The NIH indeed requires all work published under their grants to be made available open-access. Problem is publishers figured out that meant they could charge EVEN MORE for submissions to be made open access than they charged for standard closed publishing. Wiley charged me $2,975 last year for an accepted submission to Human Brain Mapping.
And why did you pay if i may ask? I would guess it's because if you don't your career will be in trouble because that's what employers value.
The current state of affair isn't a random thing. It's because the global policy of employment in public research and the definition of success is completely stupid and based on metrics (i don't care which metrics, the sole fact that we try to quantify everything just makes this kind of situations possible).
Publish or perish my friend, you've hit the nail on the head. There is not currently a widely accepted avenue for free open publication in neuroscience because the preprint system (and its lack of peer review) are distrusted, and the A-tier journals know their status and can set their prices based on demand. I, on the other hand, am effectively required to show a regular pattern of publishing in A- and B-tier journals to even be considered competitive for a potential tenure-track position, let alone land one and earn tenure.
This is a major reason I am evaluating alternative career options.

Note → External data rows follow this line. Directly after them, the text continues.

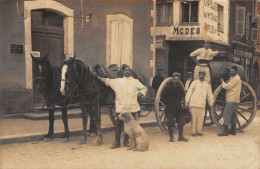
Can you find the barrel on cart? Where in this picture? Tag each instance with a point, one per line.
(218, 69)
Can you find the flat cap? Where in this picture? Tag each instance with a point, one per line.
(176, 74)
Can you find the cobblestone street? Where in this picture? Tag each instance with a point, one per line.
(208, 151)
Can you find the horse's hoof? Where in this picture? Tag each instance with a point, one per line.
(99, 140)
(129, 148)
(65, 140)
(83, 141)
(47, 139)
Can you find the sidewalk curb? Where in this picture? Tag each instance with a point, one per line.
(40, 136)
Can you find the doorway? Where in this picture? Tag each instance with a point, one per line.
(179, 57)
(47, 38)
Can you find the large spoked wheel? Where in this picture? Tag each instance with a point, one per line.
(112, 114)
(246, 110)
(160, 107)
(208, 121)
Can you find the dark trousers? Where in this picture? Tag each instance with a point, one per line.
(120, 126)
(179, 116)
(229, 114)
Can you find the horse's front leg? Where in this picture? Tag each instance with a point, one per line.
(92, 126)
(49, 136)
(84, 123)
(65, 122)
(98, 124)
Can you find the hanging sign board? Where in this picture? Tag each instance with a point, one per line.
(35, 54)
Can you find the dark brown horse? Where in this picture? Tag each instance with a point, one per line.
(91, 92)
(47, 82)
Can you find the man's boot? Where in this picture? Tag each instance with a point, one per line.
(126, 141)
(171, 134)
(233, 130)
(224, 132)
(181, 138)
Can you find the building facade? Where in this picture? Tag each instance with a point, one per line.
(243, 35)
(97, 32)
(185, 25)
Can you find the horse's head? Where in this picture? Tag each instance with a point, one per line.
(72, 75)
(41, 72)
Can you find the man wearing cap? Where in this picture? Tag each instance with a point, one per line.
(233, 89)
(127, 90)
(173, 96)
(196, 97)
(157, 80)
(202, 56)
(188, 81)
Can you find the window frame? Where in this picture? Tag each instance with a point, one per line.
(188, 23)
(163, 14)
(243, 21)
(221, 28)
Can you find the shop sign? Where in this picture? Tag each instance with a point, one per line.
(185, 30)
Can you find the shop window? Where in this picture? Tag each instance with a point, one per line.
(254, 31)
(240, 20)
(220, 18)
(190, 12)
(164, 14)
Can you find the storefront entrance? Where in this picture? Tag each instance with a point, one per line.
(179, 56)
(48, 39)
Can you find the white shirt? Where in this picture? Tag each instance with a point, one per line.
(197, 94)
(203, 54)
(233, 88)
(126, 90)
(187, 85)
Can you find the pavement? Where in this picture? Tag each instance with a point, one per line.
(29, 127)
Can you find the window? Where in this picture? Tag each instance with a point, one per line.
(164, 14)
(220, 18)
(190, 12)
(240, 20)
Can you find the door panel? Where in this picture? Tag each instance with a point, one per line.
(38, 44)
(121, 43)
(55, 49)
(48, 39)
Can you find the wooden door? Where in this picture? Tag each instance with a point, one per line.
(48, 39)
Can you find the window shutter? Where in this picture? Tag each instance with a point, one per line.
(240, 24)
(247, 26)
(254, 34)
(255, 22)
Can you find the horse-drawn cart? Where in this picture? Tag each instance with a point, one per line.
(246, 109)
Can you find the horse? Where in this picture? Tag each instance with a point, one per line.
(47, 80)
(91, 92)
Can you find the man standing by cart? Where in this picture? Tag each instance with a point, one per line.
(127, 90)
(202, 56)
(173, 97)
(157, 80)
(196, 97)
(233, 89)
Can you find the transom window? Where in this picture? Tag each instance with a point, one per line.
(164, 12)
(190, 12)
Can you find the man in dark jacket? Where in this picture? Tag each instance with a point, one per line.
(173, 96)
(157, 80)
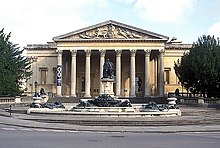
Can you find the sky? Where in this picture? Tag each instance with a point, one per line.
(38, 21)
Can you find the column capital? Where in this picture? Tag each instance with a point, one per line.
(88, 52)
(162, 51)
(118, 52)
(147, 52)
(59, 51)
(102, 52)
(74, 52)
(133, 52)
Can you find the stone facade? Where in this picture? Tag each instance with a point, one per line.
(143, 62)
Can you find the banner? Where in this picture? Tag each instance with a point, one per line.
(59, 75)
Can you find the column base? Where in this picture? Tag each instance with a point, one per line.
(73, 96)
(132, 96)
(87, 96)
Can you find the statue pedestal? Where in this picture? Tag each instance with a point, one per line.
(107, 86)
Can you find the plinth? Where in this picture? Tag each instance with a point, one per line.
(107, 86)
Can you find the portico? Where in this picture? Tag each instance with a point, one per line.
(129, 48)
(72, 65)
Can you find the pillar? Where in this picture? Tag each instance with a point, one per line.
(118, 72)
(132, 73)
(73, 73)
(87, 74)
(59, 72)
(102, 61)
(147, 73)
(161, 92)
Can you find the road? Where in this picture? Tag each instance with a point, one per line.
(17, 137)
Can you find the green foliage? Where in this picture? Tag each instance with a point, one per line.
(199, 69)
(14, 67)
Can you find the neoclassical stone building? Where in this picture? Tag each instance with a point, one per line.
(72, 65)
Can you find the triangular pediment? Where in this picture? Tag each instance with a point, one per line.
(110, 30)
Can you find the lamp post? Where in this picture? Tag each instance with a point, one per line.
(35, 86)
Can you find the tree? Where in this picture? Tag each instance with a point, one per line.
(14, 67)
(199, 69)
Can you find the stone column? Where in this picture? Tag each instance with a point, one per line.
(73, 73)
(161, 92)
(59, 72)
(147, 73)
(132, 73)
(87, 73)
(102, 61)
(118, 72)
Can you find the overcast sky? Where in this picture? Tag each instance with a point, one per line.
(38, 21)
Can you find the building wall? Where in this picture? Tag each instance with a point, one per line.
(47, 58)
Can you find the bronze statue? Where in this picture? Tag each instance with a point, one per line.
(108, 71)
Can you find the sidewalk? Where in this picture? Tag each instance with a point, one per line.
(191, 114)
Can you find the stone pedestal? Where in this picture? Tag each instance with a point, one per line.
(107, 86)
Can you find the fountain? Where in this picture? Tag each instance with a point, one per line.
(106, 104)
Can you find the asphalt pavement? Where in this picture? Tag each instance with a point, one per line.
(193, 119)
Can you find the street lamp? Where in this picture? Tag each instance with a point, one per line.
(35, 86)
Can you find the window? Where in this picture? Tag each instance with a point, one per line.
(83, 84)
(43, 75)
(54, 75)
(167, 75)
(138, 84)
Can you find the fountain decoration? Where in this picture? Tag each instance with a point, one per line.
(106, 98)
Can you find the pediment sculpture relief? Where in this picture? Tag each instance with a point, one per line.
(110, 32)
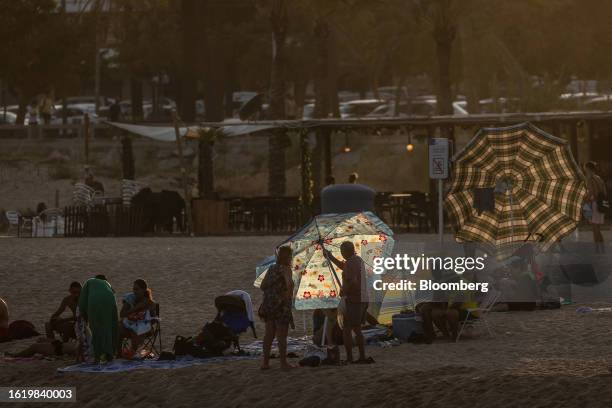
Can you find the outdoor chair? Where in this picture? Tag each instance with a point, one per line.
(48, 223)
(416, 211)
(152, 343)
(82, 194)
(471, 321)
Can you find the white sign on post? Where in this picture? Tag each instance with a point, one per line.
(438, 169)
(438, 158)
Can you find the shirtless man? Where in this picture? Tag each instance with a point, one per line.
(64, 326)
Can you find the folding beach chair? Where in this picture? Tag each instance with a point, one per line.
(482, 310)
(152, 343)
(153, 339)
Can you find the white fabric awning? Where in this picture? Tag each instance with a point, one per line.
(161, 133)
(166, 133)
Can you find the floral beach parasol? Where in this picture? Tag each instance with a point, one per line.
(318, 281)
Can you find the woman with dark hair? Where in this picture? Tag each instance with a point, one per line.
(275, 309)
(596, 190)
(138, 308)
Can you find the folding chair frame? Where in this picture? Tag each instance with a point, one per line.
(154, 338)
(488, 304)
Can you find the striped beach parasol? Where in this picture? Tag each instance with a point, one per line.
(536, 188)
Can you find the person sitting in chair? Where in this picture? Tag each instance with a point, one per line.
(354, 293)
(65, 326)
(136, 313)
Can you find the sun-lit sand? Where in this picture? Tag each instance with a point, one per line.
(552, 358)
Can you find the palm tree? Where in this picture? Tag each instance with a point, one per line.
(277, 141)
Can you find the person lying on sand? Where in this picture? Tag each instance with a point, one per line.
(65, 326)
(48, 348)
(138, 308)
(275, 309)
(3, 321)
(355, 295)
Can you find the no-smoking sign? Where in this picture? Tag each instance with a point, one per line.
(438, 158)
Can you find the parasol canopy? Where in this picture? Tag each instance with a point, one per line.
(317, 280)
(536, 188)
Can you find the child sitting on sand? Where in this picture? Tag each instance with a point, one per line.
(138, 308)
(65, 326)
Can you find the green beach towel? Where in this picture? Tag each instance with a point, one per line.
(97, 301)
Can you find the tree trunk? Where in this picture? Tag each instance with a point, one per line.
(212, 74)
(22, 109)
(206, 181)
(189, 23)
(306, 197)
(277, 141)
(127, 158)
(444, 35)
(326, 97)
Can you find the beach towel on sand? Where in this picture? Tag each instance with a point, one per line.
(97, 304)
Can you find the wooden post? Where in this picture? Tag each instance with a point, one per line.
(327, 155)
(186, 189)
(86, 130)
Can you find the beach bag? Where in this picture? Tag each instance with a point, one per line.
(216, 337)
(183, 346)
(22, 329)
(603, 205)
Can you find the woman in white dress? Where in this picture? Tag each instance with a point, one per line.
(596, 189)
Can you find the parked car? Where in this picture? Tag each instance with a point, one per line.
(360, 107)
(422, 107)
(9, 119)
(601, 102)
(75, 114)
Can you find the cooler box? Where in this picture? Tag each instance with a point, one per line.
(406, 324)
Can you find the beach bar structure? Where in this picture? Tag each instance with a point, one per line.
(586, 132)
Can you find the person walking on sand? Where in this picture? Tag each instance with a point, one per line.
(355, 295)
(275, 310)
(65, 326)
(98, 307)
(596, 195)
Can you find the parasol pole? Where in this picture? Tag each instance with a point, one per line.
(329, 263)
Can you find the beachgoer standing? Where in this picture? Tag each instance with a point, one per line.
(596, 194)
(355, 295)
(46, 109)
(98, 307)
(65, 326)
(276, 307)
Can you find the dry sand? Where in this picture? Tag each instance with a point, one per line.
(552, 358)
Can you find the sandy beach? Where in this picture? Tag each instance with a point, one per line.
(546, 358)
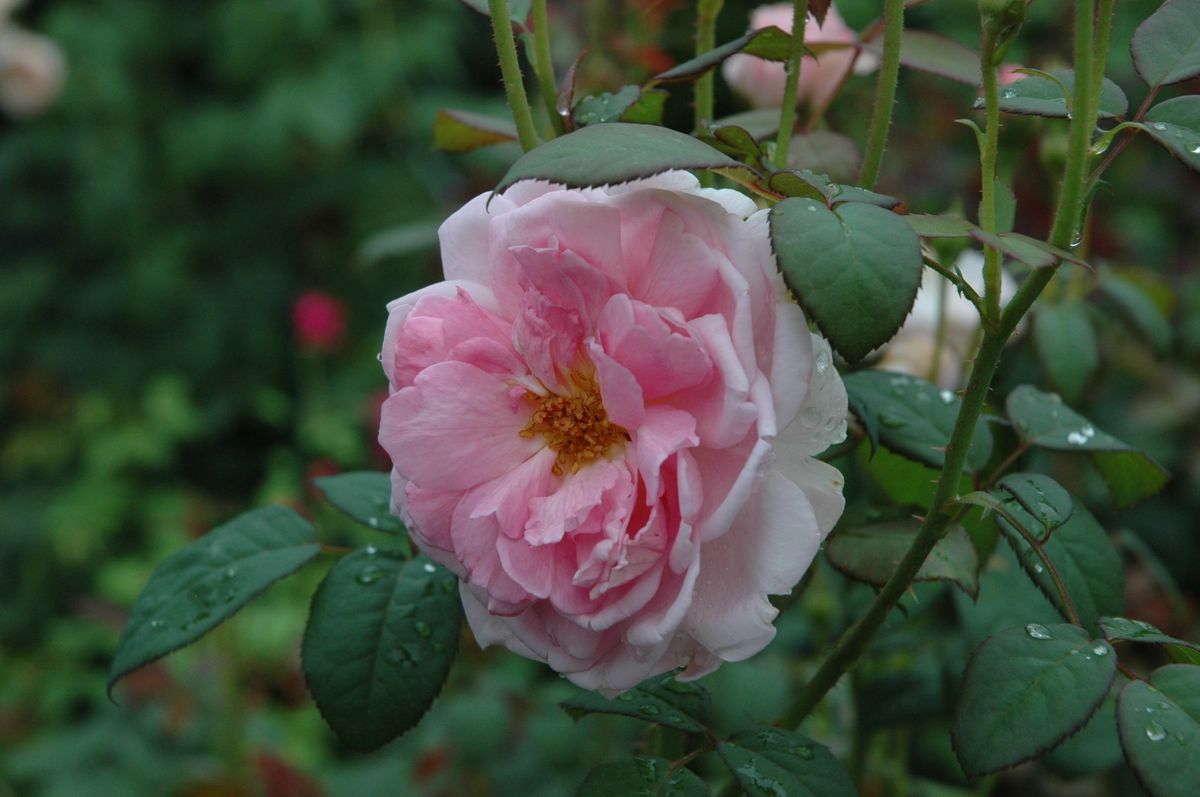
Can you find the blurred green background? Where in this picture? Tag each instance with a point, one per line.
(209, 163)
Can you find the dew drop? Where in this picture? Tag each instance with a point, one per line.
(369, 574)
(1038, 631)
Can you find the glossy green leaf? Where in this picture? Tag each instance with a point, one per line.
(913, 417)
(1041, 497)
(1167, 46)
(1067, 347)
(1175, 124)
(1159, 727)
(771, 761)
(1025, 690)
(208, 581)
(379, 642)
(660, 700)
(1093, 748)
(1042, 419)
(1137, 305)
(769, 43)
(461, 131)
(365, 496)
(825, 153)
(928, 52)
(870, 553)
(1086, 561)
(864, 281)
(616, 153)
(1121, 629)
(641, 777)
(1041, 96)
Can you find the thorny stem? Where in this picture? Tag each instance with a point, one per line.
(787, 113)
(988, 159)
(544, 67)
(510, 71)
(885, 94)
(852, 643)
(706, 40)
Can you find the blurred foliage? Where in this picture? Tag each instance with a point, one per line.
(211, 160)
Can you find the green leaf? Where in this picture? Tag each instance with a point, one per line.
(519, 11)
(660, 700)
(630, 103)
(1159, 727)
(771, 43)
(1041, 497)
(461, 131)
(928, 52)
(761, 123)
(915, 417)
(379, 642)
(1175, 124)
(641, 777)
(1066, 345)
(771, 762)
(1095, 748)
(615, 153)
(928, 226)
(365, 496)
(870, 553)
(855, 269)
(1025, 690)
(1030, 251)
(826, 153)
(1141, 311)
(1167, 46)
(1121, 629)
(1042, 96)
(1086, 561)
(208, 581)
(1042, 419)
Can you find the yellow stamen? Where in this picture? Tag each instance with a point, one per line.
(575, 425)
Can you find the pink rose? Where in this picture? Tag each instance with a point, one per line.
(604, 420)
(762, 82)
(318, 321)
(31, 72)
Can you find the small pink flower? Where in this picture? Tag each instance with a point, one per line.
(604, 423)
(33, 70)
(318, 321)
(762, 82)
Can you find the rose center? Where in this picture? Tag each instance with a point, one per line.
(575, 425)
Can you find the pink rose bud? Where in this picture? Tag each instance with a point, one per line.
(31, 72)
(604, 423)
(318, 321)
(762, 82)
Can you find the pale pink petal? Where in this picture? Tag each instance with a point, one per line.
(455, 427)
(767, 552)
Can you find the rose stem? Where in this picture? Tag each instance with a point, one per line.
(706, 40)
(885, 94)
(510, 71)
(787, 113)
(852, 643)
(544, 67)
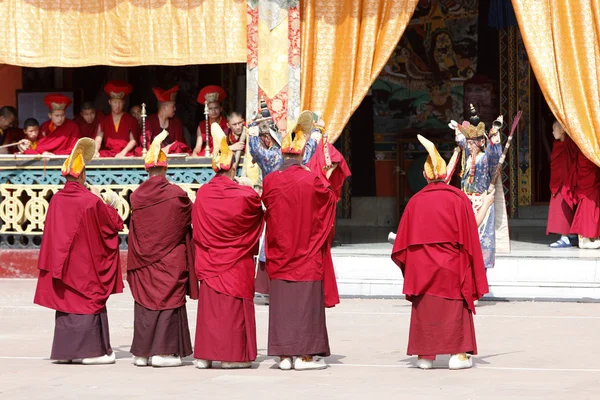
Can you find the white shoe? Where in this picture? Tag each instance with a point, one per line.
(236, 365)
(166, 361)
(285, 363)
(306, 363)
(105, 359)
(424, 363)
(460, 361)
(203, 364)
(140, 361)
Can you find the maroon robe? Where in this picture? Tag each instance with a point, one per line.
(560, 212)
(437, 248)
(56, 140)
(79, 258)
(114, 141)
(161, 268)
(317, 165)
(228, 220)
(175, 138)
(89, 130)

They probably paid because, as the grandparent post suggested, taking public funds from NIH imposes a requirement to publish the research results in this manner, so for the research team it's an unavoidable part of the expenses related to the grant - and so it's not the researchers' money nor their decision; NIH defined what they want and so they're paying publishers a significant portion of their funding for that.
Indeed, most likely the question of paying or not wasn't even asked properly and this is just the norm.. In any case my point is that the problem of this capture from some scientific publishers is much deeper than just a problem of how publishing is setup. Its one of the many symptoms of how current research institutions are governed.